United Airlines rebounded 3% after plunging 8.5% on Tuesday as the carrier reported its fifth consecutive quarterly loss and said that business and international travel is still far from a recovery.
Netflix shares plunged over 7% after the streaming giant reported subscriber additions that fell far short of Wall Street estimates as the demand surge from the pandemic started to fade. The company also said it only expects to add about 1 million subscribers in the current quarter, well below estimates.
Companies have been handing in solid quarterly results, but the bar is high for earnings to lift the stock market higher after a strong rally to record highs this year. Plus, most analysts are focused on the outlook companies are willing to give. The Dow and the S&P 500 are both up 11% for the year after hitting records Friday.
“It appears the economy is now well on its way to recovery. Still, earnings guidance early in the current reporting season appears to lean more conservative than our economic projections suggest,” said Scott Wren, Wells Fargo’s senior global market strategist.
More than 70 S&P 500 companies have reported so far, and they posted a 23% upside to analysts’ earnings expectations on average, according to CNBC calculations.

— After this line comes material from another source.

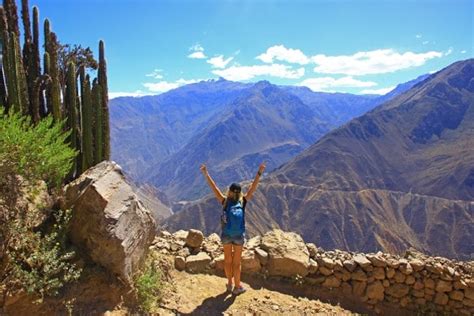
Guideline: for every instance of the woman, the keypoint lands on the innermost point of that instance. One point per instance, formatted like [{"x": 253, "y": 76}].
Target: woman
[{"x": 233, "y": 228}]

Wall Street suffered back-to-back losses to start the week as reopening plays led the market lower amid renewed concerns about rising new Covid cases globally. The Dow fell 250 points on Tuesday for its worst daily performance since March 23, while the S&P 500 and the Nasdaq slid 0.7% and 0.9%, respectively.
The Cboe Volatility Index , also known as the VIX or the market’s fear gauge, rose for two consecutive days, landing above 18 on Tuesday after hitting a 14-month low last week. The VIX fell to 17 on Wednesday.
“Market volatility has picked up, amid worries over the course of the pandemic, inflation concerns, and a high-profile earnings disappointment from Netflix,” Mark Haefele, CIO at UBS, said in a note. “While we see further spikes in volatility ahead, we expect the market rally to continue and the rotation trade to resume.”